In Italia lo spreco alimentare a livello di consumatore finale ammonta ogni anno a 250 euro per famiglia, per un totale di oltre 6,5 miliardi di euro. Se guardiamo questi dati in ottica europea, poi, c’è da mettersi le mani nei capelli, perché i cittadini UE generano 88 tonnellate di scarti alimentari all’anno, con un costo associato di circa 143 milioni di euro. A tutto ciò si aggiunge l’impatto ambientale del fenomeno, che contribuisce per il 6% alle emissioni di gas da effetto serra europee. Per risolvere questo problema, basterebbe che ognuno di noi, assumesse delle buone pratiche che possono permetterci di arginare questo spreco, solo piccoli gesti da cui partire per migliorare sia la salute dell’ambiente sia il nostro portafogli.

Riutilizzare gli avanzi

Un primo consiglio è impara a usare quelli che erroneamente consideriamo scarti vegetali, tipo la scorza esterna del finocchio, i gambi delle biete o quelli dei broccoli, se tagliati fini e saltati in padella, possono diventare ottimi contorni.

Se invece vi avanzano sughi come ragù o pesto, puoi conservarli tranquillamente in freezer dopo averli sistemati in appositi contenitori, ma con un’accortezza quella di ricordarsi di indicare sempre la data di congelazione. Ed infine recuperare le vecchie ricette della nonna come il risotto e pasta avanzati, saltati in padella o passati al forno sono un classico del “riciclo” e danno vita a piatti gustosissimi.

Riutilizzare gli avanzi
Riutilizzare gli avanzi

La frittata del giorno dopo

Spesso, in famiglia, capita di dover buttare un piatto intero di pasta.
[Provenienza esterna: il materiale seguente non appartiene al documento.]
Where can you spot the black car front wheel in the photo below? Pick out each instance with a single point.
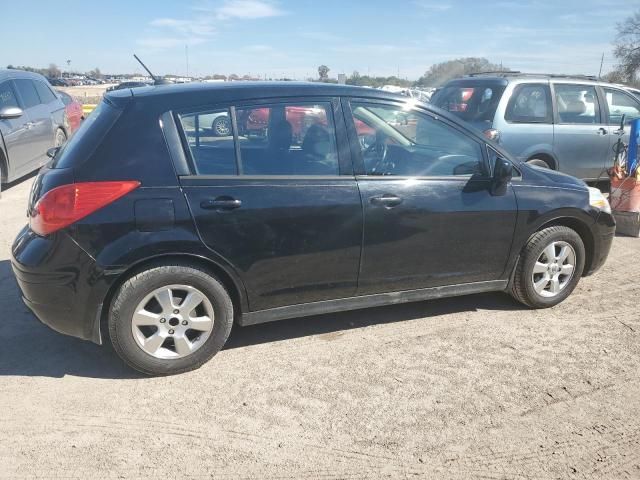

Ogni volta che vedo cadere quel cibo nel bidone mi si stringe il cuore e penso a chi è meno fortunato di me. Per questo una ricetta che voglio proporvi, probabilmente molti di voi la conosceranno già, ma con la frittata del giorno dopo non si sbaglia mai.

Qualunque tipo di pasta vi sia avanzata il giorno prima, dalle pappardelle della domenica alla pasta corta, il gioco è molto semplice, servirà solo aggiungere le uova, un po’ di formaggio grattugiato, ed aggiustare il tutto di sale e pepe. A questo punto non dovrete far altro che versare tutto in una padella antiaderente con un po’ di olio d’oliva, e far cuocere circa cinque minuti per lato a fuoco basso, il tempo potrà variare in base alla quantità di pasta ed alla grandezza della pentola. Fate cuocere come se fosse una frittata vera e propria.

Se volete sbizzarritevi con gli ingredienti e provate ad aggiungere tocchetti chi provola o formaggio, pezzetti di prosciutto o wurstel, insomma giocate con gli abbinamenti e arricchite la vostra frittata del giorno dopo, che a mio avviso è perfetta da gustare sia appena fatta ma anche fredda. Buon appetito!